There are (at least) two possible objectives for standardized tests; as a general rule tests should be constructed for either one goal or the other.
Curriculum-based tests are designed to measure a student’s mastery of a specific concept. These are sometimes called “board exams” or “regents exams”. For example, a high-school chemistry test designed to measure mastery of the high-school chemistry curriculum.
Aptitude tests are designed to measure a student’s ability to master concepts they have not yet studied. These are similar to IQ tests, but generally aren’t trying to measure general intelligence.
A major difference is how “teaching to the test” is handled.

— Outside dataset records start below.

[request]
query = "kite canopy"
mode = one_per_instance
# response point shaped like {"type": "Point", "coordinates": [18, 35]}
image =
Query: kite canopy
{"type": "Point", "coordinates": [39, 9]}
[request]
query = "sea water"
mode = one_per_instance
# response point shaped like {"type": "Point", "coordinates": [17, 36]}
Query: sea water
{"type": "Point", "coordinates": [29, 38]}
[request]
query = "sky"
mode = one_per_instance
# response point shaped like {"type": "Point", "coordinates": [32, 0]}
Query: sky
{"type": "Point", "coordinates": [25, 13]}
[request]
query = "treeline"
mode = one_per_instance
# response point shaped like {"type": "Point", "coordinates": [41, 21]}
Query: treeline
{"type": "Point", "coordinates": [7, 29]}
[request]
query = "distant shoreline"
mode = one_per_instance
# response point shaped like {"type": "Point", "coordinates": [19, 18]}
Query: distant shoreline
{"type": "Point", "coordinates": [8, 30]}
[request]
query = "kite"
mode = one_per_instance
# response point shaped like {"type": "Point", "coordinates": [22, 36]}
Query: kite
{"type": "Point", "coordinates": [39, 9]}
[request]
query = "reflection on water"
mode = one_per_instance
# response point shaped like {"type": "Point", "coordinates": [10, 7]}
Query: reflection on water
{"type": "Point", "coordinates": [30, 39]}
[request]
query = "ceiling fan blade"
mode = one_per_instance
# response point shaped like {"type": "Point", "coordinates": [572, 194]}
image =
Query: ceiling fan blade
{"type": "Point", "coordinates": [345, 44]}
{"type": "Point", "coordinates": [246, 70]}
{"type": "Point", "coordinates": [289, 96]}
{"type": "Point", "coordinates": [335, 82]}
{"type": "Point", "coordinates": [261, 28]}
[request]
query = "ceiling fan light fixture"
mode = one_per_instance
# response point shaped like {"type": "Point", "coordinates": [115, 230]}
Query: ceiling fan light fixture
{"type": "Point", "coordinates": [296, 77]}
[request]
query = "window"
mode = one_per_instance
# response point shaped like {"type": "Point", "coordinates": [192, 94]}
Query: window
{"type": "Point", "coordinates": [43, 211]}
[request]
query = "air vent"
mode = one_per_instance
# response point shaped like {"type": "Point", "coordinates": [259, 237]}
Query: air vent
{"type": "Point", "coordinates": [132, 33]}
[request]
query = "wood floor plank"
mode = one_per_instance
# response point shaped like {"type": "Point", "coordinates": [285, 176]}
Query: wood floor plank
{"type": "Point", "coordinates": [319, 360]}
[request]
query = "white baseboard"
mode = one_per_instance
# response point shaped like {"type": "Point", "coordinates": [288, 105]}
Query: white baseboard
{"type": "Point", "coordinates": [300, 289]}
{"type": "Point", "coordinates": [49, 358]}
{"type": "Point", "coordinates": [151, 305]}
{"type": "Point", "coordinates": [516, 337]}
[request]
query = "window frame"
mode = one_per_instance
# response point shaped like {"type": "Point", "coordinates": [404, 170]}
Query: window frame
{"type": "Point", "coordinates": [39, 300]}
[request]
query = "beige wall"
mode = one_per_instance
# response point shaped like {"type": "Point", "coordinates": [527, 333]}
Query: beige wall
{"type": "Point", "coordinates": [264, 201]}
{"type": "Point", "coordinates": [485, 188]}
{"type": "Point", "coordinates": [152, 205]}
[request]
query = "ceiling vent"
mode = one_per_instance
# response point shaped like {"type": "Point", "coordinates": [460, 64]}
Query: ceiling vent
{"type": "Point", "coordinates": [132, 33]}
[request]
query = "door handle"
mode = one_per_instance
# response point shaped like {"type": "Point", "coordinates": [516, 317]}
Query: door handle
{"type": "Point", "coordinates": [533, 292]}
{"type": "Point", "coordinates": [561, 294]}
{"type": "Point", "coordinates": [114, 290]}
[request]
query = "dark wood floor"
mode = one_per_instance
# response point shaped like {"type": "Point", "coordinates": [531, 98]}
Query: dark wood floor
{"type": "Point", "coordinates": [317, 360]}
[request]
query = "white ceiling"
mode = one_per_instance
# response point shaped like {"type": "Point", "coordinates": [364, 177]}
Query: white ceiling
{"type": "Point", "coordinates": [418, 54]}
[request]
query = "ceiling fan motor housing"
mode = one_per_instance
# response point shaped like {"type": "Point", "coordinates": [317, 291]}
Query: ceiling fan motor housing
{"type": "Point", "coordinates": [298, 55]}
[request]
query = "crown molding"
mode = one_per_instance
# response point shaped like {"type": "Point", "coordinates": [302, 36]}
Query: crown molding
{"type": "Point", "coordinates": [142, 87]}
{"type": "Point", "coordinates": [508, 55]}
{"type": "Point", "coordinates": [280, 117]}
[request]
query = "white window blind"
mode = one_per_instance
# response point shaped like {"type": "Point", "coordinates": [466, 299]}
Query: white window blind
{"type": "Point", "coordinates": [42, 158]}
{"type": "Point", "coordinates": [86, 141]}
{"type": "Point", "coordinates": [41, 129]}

For a curriculum-based test, this can be a good thing. While knowing a handful of questions and unduly focusing on memorizing canned answers is problematic, teaching to a battery of 1200 well-constructed questions is a perfectly viable pedagogical approach. If you squint, it is simply “assigning homework problems from a textbook”.
Teaching to the test for an aptitude test both wastes time and invalidates the test results. Aptitude test question batteries are generally not released publicly to try to prevent this from happening.
Case Study: Missouri Science Exams
You can find practice exams online that should reflect the content of the actual exams. There are 5th and 8th grade exams available.
The 8th grade exam is clearly a curriculum exam. The questions require knowledge of science topics, such as:
What is the amplitude and frequency of a wave?
What is kinetic energy?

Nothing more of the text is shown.